Thanks to the Alternative Minimum Tax, this year I owe the IRS $7. 

I ignored the April filing deadline, and aimed to file by the June deadline thinking I didn't owe any tax but I do. So am I going to be in any trouble for sending my $7 in late? 

And as a cautionary note - if you receive any of your income in the form of dividends, beware the AMT calculation!!


----------



## Bevdeforges (Nov 16, 2007)

Technically, you'll owe interest from April 15th - but on $7 at the current interest rates (which should be available on the IRS website) I doubt it will amount to much.
Cheers,
Bev


----------



## Madonna (Nov 24, 2011)

Bev, while we're on the subject of AMT, what triggers it? I've tried researching it and am still confused about what it is and what causes it to kick in.


----------



## Bevdeforges (Nov 16, 2007)

Madonna said:


> Bev, while we're on the subject of AMT, what triggers it? I've tried researching it and am still confused about what it is and what causes it to kick in.


AMT was one of those seemingly good ideas that kind of took on a life of its own and morphed into something else.

Originally (and probably still today, though I haven't had to deal with it recently), the idea was that those making over a certain amount should pay a certain minimum tax. It comes from the idea that many of the more lucrative (for the taxpayer) deductions, exemptions, exclusions and whatever else there is to lower your taxes are only eligible to the high earners. So, for those making over $X per year, they exclude the "loophole" items and then see if they are indeed paying the minimum acceptable rate of tax.
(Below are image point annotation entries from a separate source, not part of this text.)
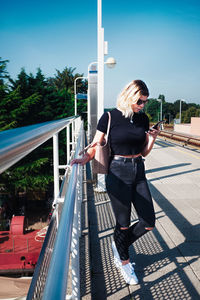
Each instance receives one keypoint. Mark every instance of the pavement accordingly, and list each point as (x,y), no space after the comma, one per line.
(167,259)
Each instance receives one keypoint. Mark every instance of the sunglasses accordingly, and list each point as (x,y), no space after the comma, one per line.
(139,102)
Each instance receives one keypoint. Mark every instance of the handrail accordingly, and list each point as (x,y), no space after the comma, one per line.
(17,143)
(185,138)
(56,282)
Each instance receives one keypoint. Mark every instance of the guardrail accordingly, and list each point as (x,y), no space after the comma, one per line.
(62,238)
(182,138)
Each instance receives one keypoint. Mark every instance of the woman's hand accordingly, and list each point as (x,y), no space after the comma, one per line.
(82,161)
(153,133)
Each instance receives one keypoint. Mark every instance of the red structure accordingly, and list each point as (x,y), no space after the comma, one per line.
(17,225)
(19,250)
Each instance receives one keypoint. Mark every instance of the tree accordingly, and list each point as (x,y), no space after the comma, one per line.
(29,100)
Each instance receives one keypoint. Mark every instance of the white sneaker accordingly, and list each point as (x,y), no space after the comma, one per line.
(117,259)
(129,274)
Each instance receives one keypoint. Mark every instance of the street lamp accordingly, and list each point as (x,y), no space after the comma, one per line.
(180,112)
(160,100)
(75,94)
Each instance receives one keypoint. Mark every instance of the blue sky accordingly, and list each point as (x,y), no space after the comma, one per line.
(157,41)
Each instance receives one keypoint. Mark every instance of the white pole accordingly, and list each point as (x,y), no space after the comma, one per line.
(100,54)
(55,166)
(75,94)
(100,81)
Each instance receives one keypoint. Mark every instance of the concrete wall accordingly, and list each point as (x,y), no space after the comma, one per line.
(193,128)
(182,128)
Problem seems to be that they forgot to raise the threshold income level, while the number of potentially "abusive" loopholes continued to grow. They talk all the time about revising or doing away with the AMT - but if you've looked at the papers lately, you'll see that getting anything involving money through Congress seems like a lost cause.
Cheers,
Bev


----------



## Madonna (Nov 24, 2011)

So, if I were to use deductions other than or along with the FEIE, the Standard deduction and the personal exemption, that might trigger AMT?


----------



## Bevdeforges (Nov 16, 2007)

Taking the foreign tax credit (form 1116) is well known for invoking the AMT. The one time I needed to take foreign tax credits I had to file the AMT form - though I didn't owe any additional tax.
Cheers,
Bev


----------



## Madonna (Nov 24, 2011)

Thanks, Bev!!


----------